Due to the unexpected delay, we didn’t enter the old part of Los Arcos until the late afternoon. You could have heard a pin drop.
“Everybody’s asleep,” I noted.
“Everybody’s dead,” Gavin countered.
“They must have run out of paella.”
“No, it was ETA again.”
“The siesta is the finest invention of the Spanish people,” Winston Churchill once proclaimed. But for those unfortunate enough to arrive in town hungry at siesta hour—and this is very often when El Camino pilgrims arrive—it can be a very solemn experience. It felt like we were on a hunger strike.
“It’s about time to try this paella you keep raving about, Bill.”
“At this point, I’d settle for roadkill,” I muttered.
“You can forget that,” he countered. “Look around, the car hasn’t even been discovered in this town yet.” Indeed, it’s not that uncommon in Spain or many other European countries for adults to not own a car. I actually find that appealing compared to America, where not having a car is the last step before taking to dumpster diving.

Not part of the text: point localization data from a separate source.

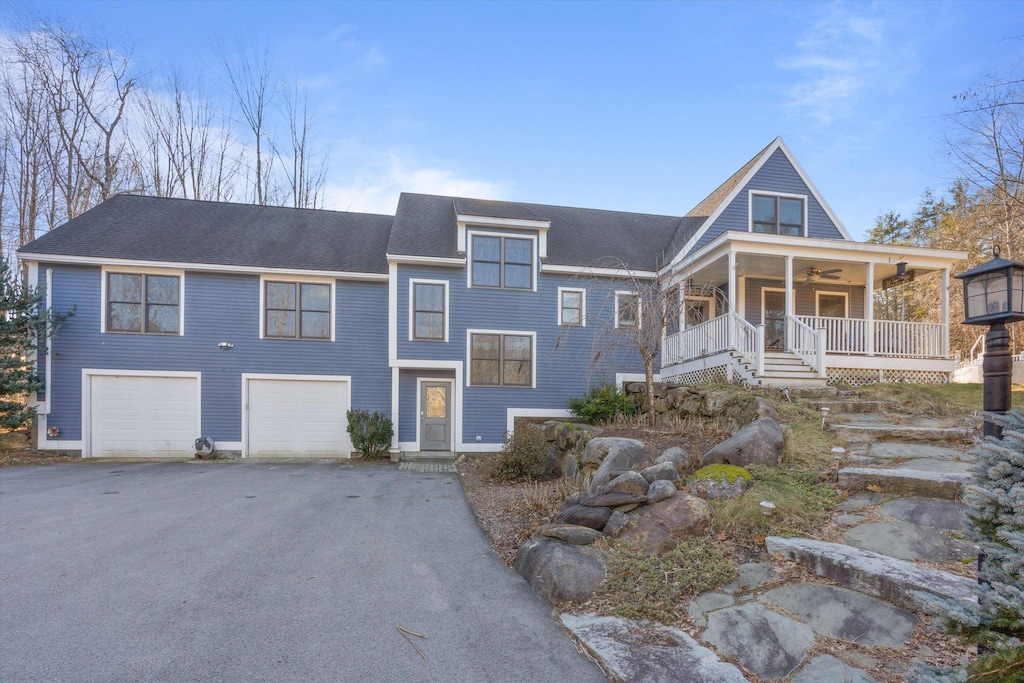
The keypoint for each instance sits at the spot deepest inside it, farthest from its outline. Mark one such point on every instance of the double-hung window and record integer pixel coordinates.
(628, 309)
(428, 301)
(571, 307)
(502, 262)
(501, 359)
(296, 310)
(777, 215)
(143, 303)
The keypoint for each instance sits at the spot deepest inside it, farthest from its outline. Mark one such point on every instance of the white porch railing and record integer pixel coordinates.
(892, 338)
(808, 343)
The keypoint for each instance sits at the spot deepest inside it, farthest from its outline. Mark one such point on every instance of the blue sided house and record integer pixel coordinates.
(259, 327)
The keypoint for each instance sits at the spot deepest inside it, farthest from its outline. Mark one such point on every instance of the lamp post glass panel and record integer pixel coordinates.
(993, 295)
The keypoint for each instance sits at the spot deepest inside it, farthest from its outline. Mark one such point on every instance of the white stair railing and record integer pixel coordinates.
(809, 344)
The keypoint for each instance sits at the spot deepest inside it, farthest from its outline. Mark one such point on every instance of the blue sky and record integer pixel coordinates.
(636, 107)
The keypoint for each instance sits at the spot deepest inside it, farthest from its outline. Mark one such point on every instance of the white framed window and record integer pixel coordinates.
(628, 309)
(832, 304)
(501, 357)
(297, 308)
(502, 261)
(571, 307)
(428, 309)
(778, 213)
(145, 301)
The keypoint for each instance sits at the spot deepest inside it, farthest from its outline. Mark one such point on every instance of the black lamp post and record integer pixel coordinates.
(993, 295)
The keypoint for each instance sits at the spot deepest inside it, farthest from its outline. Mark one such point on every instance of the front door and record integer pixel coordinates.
(435, 416)
(773, 315)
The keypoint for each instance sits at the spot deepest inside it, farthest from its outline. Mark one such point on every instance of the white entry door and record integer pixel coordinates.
(139, 416)
(300, 418)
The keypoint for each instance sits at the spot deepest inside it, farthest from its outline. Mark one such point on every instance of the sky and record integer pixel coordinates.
(633, 107)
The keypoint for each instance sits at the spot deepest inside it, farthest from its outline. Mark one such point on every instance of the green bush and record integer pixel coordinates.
(371, 432)
(525, 456)
(601, 403)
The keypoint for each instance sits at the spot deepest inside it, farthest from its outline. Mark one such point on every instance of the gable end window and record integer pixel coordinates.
(502, 262)
(501, 359)
(571, 307)
(143, 303)
(777, 215)
(628, 309)
(428, 303)
(296, 310)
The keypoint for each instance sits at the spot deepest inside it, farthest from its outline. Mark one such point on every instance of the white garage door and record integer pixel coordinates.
(142, 416)
(298, 418)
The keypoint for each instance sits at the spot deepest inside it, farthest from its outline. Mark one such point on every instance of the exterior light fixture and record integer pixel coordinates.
(993, 295)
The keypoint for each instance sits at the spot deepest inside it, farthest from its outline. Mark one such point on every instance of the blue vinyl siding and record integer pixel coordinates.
(777, 175)
(563, 355)
(218, 307)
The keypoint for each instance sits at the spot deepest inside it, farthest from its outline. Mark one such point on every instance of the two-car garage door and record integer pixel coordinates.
(159, 415)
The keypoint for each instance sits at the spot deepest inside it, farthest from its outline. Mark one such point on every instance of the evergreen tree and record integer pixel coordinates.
(25, 325)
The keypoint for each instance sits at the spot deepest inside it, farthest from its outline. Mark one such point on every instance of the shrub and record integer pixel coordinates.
(525, 456)
(654, 587)
(371, 432)
(601, 403)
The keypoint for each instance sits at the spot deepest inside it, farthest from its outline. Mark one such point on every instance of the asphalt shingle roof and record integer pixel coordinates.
(154, 228)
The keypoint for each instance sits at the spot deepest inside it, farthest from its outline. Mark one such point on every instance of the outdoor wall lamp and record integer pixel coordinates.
(993, 295)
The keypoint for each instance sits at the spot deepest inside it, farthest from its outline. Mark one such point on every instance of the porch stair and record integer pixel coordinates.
(788, 370)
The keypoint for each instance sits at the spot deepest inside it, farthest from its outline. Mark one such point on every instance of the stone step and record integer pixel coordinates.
(865, 433)
(904, 481)
(897, 581)
(850, 406)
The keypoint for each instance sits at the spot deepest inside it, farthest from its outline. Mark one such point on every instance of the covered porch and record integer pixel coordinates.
(773, 309)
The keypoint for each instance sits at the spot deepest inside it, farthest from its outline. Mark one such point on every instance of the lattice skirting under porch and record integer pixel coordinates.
(857, 377)
(702, 376)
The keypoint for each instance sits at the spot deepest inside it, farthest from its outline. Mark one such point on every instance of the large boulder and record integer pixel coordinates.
(623, 456)
(656, 528)
(559, 571)
(760, 442)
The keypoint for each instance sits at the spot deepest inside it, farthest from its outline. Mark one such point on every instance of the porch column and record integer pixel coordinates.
(869, 308)
(945, 313)
(788, 302)
(732, 282)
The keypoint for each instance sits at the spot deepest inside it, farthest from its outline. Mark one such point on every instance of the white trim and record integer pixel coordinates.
(425, 260)
(751, 194)
(205, 267)
(89, 373)
(534, 258)
(639, 309)
(136, 270)
(515, 333)
(512, 413)
(297, 280)
(583, 306)
(448, 308)
(419, 409)
(597, 272)
(777, 143)
(347, 379)
(817, 301)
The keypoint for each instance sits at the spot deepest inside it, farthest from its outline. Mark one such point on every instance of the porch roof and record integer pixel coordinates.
(823, 252)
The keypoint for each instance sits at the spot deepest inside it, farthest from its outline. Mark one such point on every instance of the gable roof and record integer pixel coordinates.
(425, 225)
(156, 228)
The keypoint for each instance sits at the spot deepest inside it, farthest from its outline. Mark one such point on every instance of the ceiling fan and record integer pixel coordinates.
(814, 274)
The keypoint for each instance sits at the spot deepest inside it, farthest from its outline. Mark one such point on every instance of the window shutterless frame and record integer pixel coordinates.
(142, 302)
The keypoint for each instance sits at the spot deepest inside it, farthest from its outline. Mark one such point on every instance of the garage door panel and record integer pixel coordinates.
(142, 416)
(297, 418)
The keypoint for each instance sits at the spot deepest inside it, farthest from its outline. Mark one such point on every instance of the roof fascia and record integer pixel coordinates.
(208, 267)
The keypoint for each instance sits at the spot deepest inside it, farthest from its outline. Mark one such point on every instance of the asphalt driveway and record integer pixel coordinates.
(260, 572)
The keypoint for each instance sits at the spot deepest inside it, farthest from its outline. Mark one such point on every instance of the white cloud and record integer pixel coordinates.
(849, 51)
(377, 190)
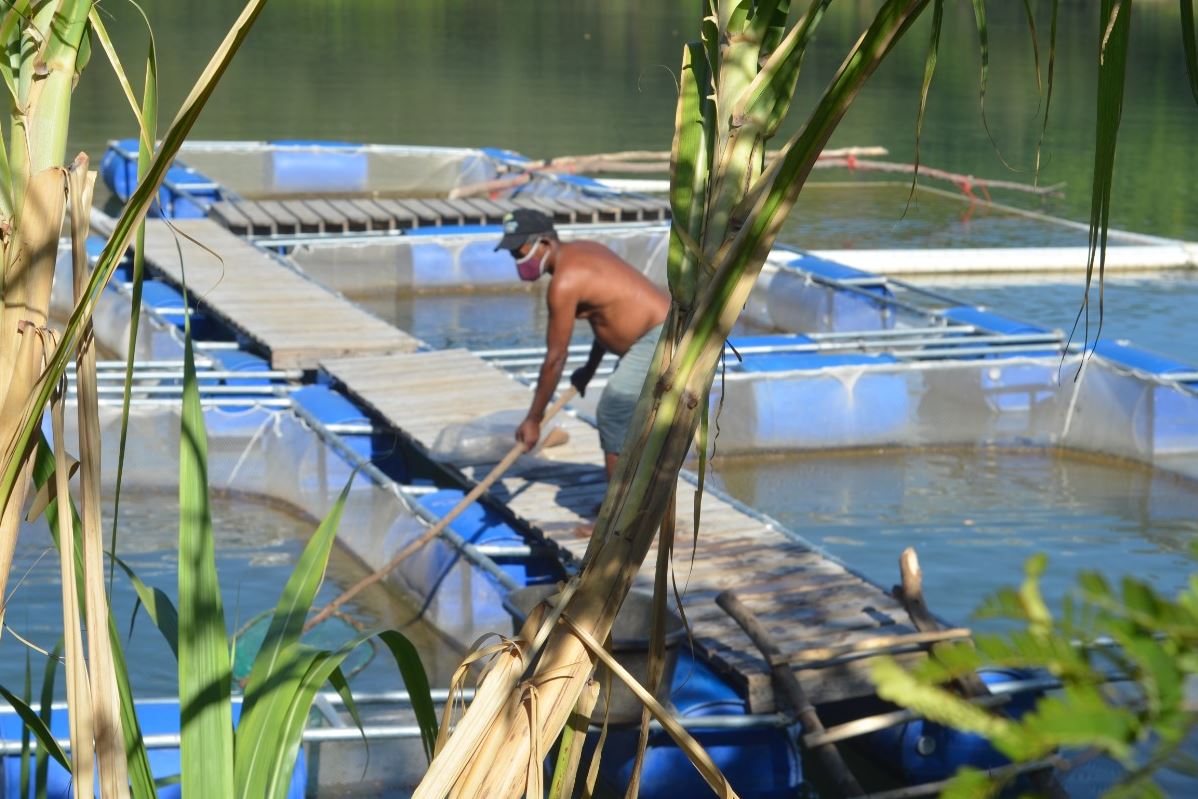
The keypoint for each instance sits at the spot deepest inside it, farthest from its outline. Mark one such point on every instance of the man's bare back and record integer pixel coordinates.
(591, 282)
(623, 307)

We continued wandering through the baking hot, anonymous alleys, bereft of any ideas as to where to go. The town seemed devoid of any type of life. A stray cat suddenly sprung across the street in front of us. “That cat looks like steak,” Gavin quickly said.
When a person travels overseas, the main thing he or she is looking for is something different—maybe even strange. For that reason, I decided to return and do El Camino de Santiago for a second straight year. More than any other foreign trip I have ever taken, the Camino had represented a kind of United Nations of adventurous souls.
Gavin had contracted hiking fever himself and was racing up the Appalachian Trail as fast as he could after his freshman year at Virginia Tech. So immediately I was looking for interesting trekking partners. And this being the Camino, I was to find them. It just kinda’ happened by chance. Well mostly, anyway.